Career training: You have access to a customised Personal Development Plan which you will discuss in detail with your personal tutor and are given the opportunity to attend frequent Professionalisation Talks delivered by important players from the language industry. Our speakers include representatives from International Organisations, NGOs, Language Service Providers and freelance linguists working on a range of areas from localisation to diplomatic interpreting, project management and public service interpreting. For more information on past talks please visit the Events page.
For more detailed information on the different modules available in this programme, please visit the module catalogue.
- Modules and timetables for the MA Conference Interpreting and Translation Studies
- Modules and timetables for the MA Conference Interpreting and Translation Studies - Bidirectional
- Modules and timetables for the PGDip Conference Interpreting
- Modules and timetables for the PGDip Conference Interpreting - Bidirectional
Many of our interpreting graduates are working as interpreters either for the EU or the UN. Others have decided to focus on the private interpreting market in different continents, while some have decided to continue their careers in translation.
The interpreting programmes provide students with transferable skills which can be applied in other environments. Our graduates progress to jobs at leading private companies, government bodies and international political organisations, such as the BBC, the UN, World Bank, WTO, SAP and major translation companies (SDL, thebigword).
For more information how our graduates use their degrees to further their career, please consult the Employability pages of this site.
Why the CTS at Leeds?
The Centre for Translation Studies (CTS) at Leeds has gained a reputation for excellence in consistently anticipating industry trends, in partnership with professional bodies, leading employers and translation tools providers.

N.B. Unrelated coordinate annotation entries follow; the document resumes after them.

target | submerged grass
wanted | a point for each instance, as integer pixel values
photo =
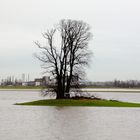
(81, 102)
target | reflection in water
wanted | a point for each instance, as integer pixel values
(64, 123)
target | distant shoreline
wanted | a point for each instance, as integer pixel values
(83, 89)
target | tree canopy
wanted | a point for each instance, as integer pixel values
(66, 60)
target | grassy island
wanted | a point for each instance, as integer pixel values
(80, 102)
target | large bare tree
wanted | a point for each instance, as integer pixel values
(68, 58)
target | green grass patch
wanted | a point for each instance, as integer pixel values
(82, 102)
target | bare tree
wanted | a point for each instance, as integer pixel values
(66, 61)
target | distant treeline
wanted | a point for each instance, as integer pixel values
(115, 84)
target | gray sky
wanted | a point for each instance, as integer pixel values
(115, 26)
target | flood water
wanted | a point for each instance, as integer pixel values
(67, 123)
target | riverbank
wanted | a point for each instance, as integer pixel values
(81, 102)
(38, 88)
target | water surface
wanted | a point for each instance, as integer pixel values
(67, 123)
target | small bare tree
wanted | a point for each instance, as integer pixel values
(66, 61)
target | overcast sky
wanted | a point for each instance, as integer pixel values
(115, 26)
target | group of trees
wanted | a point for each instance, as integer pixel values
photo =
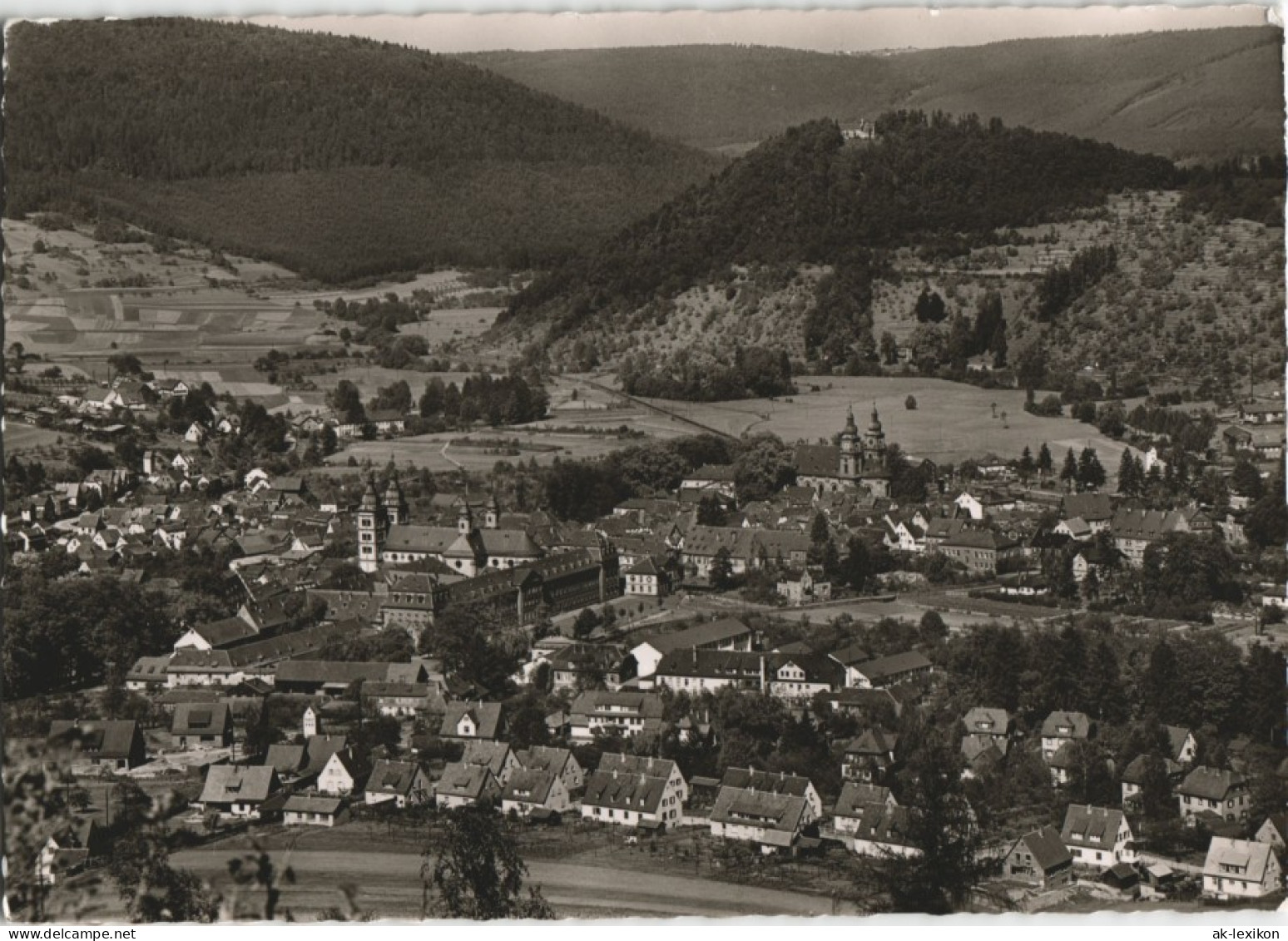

We are one of partner Universities developing the ORCIT project (Online Resources for Conference Interpreter Training), an open interactive and multilingual learning resource with materials launched in October 2010 (www.orcit.eu). The online materials are aimed at consolidating conference interpreting techniques, focusing on five main competences necessary for successful training: listening and analysis; mastery of the A language and public speaking; early and advanced consecutive interpreting; early and advanced simultaneous interpreting as well as research skills.
We collaborate with leading European universities, professional bodies and tools providers to stay at the forefront of professional training. eCoLoRe, led by CTS, is the first of several EU-funded projects to design novel resources for training in translation tools and deliver them online for the benefit of all. The eCoLoTrain modules have been adopted for training by the Australian Institute of Interpreters and Translators; MeLLANGE provides training materials on corpora and machine translation; IntelliText offers open interfaces to large corpora, while HyghTra implements a hybrid architecture for quality machine translation, to name but a few of the research projects we have been involved in.